The tundra on the surrounding plateau of the ranges and in the park offer a unique environment for plants and animals. This terrain also offers many small lakes which are easy to hike to and visit.

Rivers in the area allow for clearwater canoeing and rapids for various levels of canoers and kayakers. This area is also known for its salmon fishing during the season.

Since the environment is still very rugged and uninhabited it is left virtually wild.

During summer, there are almost 21 hours of constant daylight every day, with the sun barely dropping behind the horizon. The temperature stays at or below 80 degrees Fahrenheit during the summer but can drop to -40 degrees Fahrenheit in the winter, with snow covering most of the land. During all of the seasons, the surrounding glaciers in the area can be visited, and their distinct runoff paths can be seen.
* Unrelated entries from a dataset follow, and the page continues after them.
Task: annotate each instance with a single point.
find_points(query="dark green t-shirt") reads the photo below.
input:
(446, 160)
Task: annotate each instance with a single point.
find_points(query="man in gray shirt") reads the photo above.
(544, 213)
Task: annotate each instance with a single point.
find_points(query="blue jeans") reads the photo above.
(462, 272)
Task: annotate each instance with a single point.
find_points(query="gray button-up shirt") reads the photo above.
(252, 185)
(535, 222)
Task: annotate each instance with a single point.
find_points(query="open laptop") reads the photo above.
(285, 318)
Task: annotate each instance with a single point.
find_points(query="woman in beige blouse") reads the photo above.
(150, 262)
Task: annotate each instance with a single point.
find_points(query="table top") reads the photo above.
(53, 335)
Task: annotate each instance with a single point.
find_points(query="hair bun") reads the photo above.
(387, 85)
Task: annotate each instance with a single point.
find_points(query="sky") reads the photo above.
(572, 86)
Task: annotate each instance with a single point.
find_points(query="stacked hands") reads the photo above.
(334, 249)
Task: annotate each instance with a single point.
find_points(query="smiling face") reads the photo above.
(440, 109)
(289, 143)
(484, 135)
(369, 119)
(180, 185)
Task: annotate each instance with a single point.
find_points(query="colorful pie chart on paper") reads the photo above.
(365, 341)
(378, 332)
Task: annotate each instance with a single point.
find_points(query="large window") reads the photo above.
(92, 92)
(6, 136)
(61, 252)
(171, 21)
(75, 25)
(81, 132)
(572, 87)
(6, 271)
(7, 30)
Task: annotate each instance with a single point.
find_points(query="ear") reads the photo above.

===State recreation sites===
In addition to the main park, the area hosts two small, minimally developed state recreation sites founded in 1994: the Blair Lake State Recreation Site and the Tokositna River State Recreation Site.

==Wildlife==
The flora and fauna in the park comprise a very diverse habitat. Visitors may see animals including black and grizzly bears, beavers, moose, and smaller ground mammals. Certain seasons attract insects such as mosquitos, so visitors should be prepared. Many unique bird species exist in the park, including certain water birds. Loons, ospreys, and trumpeter swans are attracted to the park's many lakes and streams. Fishing the clear streams also provides the opportunity to see many different types of fish; for example, these streams spawn all five species of Pacific salmon.

The tundra is also home to many unique plant species which can survive the winter and summer without dying, and along waterways, many different trees and plants can be found.